「俺も、やっぱりユズのこと好きや」
「・・・え?」
「自分でも、めっちゃ不甲斐ないと思う。けど、やっぱり俺は――」
「だったら。・・・だったら何で、あの時、私と別れたの?香月先輩を好きになったからでしょ?」
「そんなんとちゃう。確かにあの後すぐ彩と付き合うたけど、俺が告うたわけちゃうし」
「じゃあ尚更、分かんない。どうして別れなきゃいけなかったの、私たち」
「それは、俺の個人的な問題やから。ユズも彩も、誰も悪ないねん」
「個人的な問題って何?そんな曖昧な答えじゃ、何も分かんないじゃん」
「エエやんけ、もう。言うほど大したこととちゃうんやし。それにその問題がようやく解決されたから、こうして姫をお迎えに上がったわけで」
「え、ちょっと待って。融が私を訪ねてきたのは、何か頼み事があったからじゃないの?」
「ああ、そうやで。
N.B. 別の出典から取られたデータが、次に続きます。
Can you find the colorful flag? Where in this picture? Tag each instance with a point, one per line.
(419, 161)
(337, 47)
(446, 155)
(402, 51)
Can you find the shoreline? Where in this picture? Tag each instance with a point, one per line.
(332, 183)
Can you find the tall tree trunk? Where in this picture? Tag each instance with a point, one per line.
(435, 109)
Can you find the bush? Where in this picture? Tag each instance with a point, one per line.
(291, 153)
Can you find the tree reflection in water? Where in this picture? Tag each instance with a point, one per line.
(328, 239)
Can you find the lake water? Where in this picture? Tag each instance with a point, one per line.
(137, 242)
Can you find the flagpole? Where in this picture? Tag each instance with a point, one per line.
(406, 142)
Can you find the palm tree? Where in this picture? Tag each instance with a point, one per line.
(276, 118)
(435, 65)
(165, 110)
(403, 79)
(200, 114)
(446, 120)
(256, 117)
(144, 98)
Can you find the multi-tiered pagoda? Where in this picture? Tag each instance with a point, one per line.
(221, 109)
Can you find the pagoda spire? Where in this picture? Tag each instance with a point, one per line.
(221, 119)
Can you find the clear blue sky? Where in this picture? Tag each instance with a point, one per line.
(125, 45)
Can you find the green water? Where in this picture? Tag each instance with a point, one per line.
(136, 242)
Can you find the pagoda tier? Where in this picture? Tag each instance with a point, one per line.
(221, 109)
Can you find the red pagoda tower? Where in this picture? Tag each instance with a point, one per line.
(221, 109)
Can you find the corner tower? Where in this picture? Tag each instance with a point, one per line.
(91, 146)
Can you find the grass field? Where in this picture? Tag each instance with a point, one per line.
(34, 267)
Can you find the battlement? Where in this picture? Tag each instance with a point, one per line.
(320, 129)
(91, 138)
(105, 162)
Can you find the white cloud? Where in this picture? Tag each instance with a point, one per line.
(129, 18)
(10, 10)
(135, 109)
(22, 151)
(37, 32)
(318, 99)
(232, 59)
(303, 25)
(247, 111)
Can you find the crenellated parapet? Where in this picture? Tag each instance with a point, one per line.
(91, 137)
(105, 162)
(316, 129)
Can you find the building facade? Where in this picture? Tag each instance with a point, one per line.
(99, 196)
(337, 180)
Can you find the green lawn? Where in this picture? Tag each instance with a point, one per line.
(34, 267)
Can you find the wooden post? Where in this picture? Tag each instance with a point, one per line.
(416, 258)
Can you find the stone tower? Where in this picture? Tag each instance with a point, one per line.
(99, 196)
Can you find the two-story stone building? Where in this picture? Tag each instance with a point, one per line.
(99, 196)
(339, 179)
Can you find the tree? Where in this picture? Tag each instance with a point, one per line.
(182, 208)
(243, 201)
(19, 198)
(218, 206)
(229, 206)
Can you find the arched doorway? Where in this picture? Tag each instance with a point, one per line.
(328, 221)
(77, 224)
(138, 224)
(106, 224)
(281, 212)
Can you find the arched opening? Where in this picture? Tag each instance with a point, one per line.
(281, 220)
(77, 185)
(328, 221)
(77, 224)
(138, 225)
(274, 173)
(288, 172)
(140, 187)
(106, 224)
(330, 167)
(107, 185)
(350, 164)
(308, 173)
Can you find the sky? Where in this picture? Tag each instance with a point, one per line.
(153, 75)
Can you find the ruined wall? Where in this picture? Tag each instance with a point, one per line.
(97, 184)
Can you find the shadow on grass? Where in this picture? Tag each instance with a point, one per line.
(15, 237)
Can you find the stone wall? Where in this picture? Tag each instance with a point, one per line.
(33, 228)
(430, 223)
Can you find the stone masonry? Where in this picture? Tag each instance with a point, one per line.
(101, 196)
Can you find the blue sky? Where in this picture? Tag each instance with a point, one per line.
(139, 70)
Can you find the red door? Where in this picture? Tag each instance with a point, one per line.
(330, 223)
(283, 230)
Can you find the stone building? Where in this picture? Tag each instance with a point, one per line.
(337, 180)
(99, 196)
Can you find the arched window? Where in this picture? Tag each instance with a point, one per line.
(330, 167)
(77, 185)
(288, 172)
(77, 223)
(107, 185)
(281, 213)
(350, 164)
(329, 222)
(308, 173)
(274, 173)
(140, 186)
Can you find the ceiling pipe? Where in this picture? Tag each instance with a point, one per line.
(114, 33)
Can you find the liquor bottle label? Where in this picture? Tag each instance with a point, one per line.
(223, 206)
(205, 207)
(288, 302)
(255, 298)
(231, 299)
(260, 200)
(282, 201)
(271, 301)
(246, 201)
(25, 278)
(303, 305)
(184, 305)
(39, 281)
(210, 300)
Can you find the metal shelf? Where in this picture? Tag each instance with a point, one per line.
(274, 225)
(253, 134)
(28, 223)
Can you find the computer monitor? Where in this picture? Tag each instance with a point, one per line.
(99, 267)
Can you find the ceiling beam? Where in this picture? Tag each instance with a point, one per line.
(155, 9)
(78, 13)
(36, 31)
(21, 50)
だから今、こうして頼んでるんやん」
「え、何を?」
「もー、相変わらず鈍いなあ」
「仕方ないじゃん」
そう言って私が少し膨れて見せると、彼は半分冗談のような口調で、私を宥めた。
それからすぐに真剣な表情になって、私に向き直る。
それから、ゆっくりと口を開いた。
――柚紀ちゃん。もっかいだけ、俺に、チャンスを下さい。